The report says that the device can generate electricity up to 10 gigawatts at ten pulses per second, making HPMs powerful enough to fry sensitive electronics in planes, drones and satellites.
SCMP describes the device as an electron accelerator that speeds up electrons in an unusual design sporting two spiral tubes similar to DNA. It says that the spiral tubes were submerged in glycerin, a low-cost liquid that provides excellent insulation, requires no maintenance on the battlefield and eliminates short circuits once air bubbles are removed.
As with the Stirling engine-based design, SCMP mentions that the electron accelerator is small enough to fit on a bookshelf and can be mounted on rooftops or trucks for surprise HPM attacks against overhead targets.
Compact HPM weapons may be strategically deployed on future battlefields characterized by the intensive use of drones, as seen in Ukraine and Israel.
In a May 2023 article for Military + Aerospace Electronics, Jim Romeo mentions that HPMs can destroy computers, electronics and sensors without harming human life, a capability well-suited for urban warfare scenarios that require low collateral damage.

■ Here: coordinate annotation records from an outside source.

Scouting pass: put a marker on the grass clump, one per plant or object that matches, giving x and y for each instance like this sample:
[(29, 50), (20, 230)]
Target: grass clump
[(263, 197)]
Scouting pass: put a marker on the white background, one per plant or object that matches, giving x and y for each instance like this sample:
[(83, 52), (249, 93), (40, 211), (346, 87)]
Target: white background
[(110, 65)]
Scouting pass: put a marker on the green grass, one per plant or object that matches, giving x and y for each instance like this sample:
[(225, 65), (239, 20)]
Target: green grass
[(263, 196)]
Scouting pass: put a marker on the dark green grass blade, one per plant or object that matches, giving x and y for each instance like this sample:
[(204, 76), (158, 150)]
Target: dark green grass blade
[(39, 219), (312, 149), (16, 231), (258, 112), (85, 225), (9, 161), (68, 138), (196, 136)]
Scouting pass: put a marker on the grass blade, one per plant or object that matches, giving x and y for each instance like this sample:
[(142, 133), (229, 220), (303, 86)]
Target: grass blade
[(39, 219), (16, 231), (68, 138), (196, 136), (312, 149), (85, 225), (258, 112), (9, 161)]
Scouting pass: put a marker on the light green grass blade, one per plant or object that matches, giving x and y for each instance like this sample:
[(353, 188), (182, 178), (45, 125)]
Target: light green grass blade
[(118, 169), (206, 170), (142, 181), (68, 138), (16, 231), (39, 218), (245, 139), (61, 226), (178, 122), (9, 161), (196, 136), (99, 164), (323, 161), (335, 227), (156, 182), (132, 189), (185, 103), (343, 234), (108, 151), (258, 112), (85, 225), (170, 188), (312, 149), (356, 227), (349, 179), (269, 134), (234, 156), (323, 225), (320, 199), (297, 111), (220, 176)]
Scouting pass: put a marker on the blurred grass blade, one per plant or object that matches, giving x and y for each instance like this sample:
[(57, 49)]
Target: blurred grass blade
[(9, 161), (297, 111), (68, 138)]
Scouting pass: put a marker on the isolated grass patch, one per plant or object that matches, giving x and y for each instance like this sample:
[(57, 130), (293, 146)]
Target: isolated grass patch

Romeo notes that HPM weapons can neutralize enemy capabilities and combatants nonlethally, offering advantages such as deep magazine capacity, simplified logistics, negligible cost per shot, instantaneous engagement and extreme accuracy.
Along those lines, China may need such capabilities should it decide to invade Taiwan. In a January 2024 article for the Council of Foreign Relations (CFR), David Sacks mentions that if the People’s Liberation Army (PLA) were to enter Taipei, it would face costly urban warfare, having to fight street-by-street in a city of seven million inhabitants.
Furthermore, Sale Lily, in an October 2022 RAND report, describes the PLA’s approach toward urban warfare as “killing rats in a porcelain shop,” indicating the need to avoid collateral damage in trying to wrest Taiwan from urban defenders.
Woon Wei Jong, in an October 2023 Think China article, says that Taiwan’s military is preparing for urban warfare and enhancing its asymmetric warfare capabilities, including acquiring “mobile, small, portable, and AI-enabled” weapons, unmanned aerial vehicles (UAV) and counter-UAV systems.
Jong mentions that the Taiwanese military will use geography, terrain features, urban environments, buildings and critical infrastructure protection measures within tactical defensive areas for layered counter-offensive capabilities and defense-in-depth.
As such, HPM weapons may play an essential role in a potential Chinese invasion of Taiwan in terms of tackling resistance and avoiding collateral damage that could harden Taiwanese resolve to repel invading forces.
However, HPMs may not be the game-changers some are touting them to be.
Timothy Heath and other writers stress that in a 2023 RAND report, strong political leadership, a largely unified and cohesive public, and strong public support for a compelling national cause or ideology is the most durable foundation for a resolute defense.
The Rand report writers state that Taiwan’s ability to resist China in the first 90 days between an invasion and US intervention will hinge on the strength of its political leadership and social cohesion above other variables, such as military effectiveness, durability and firepower.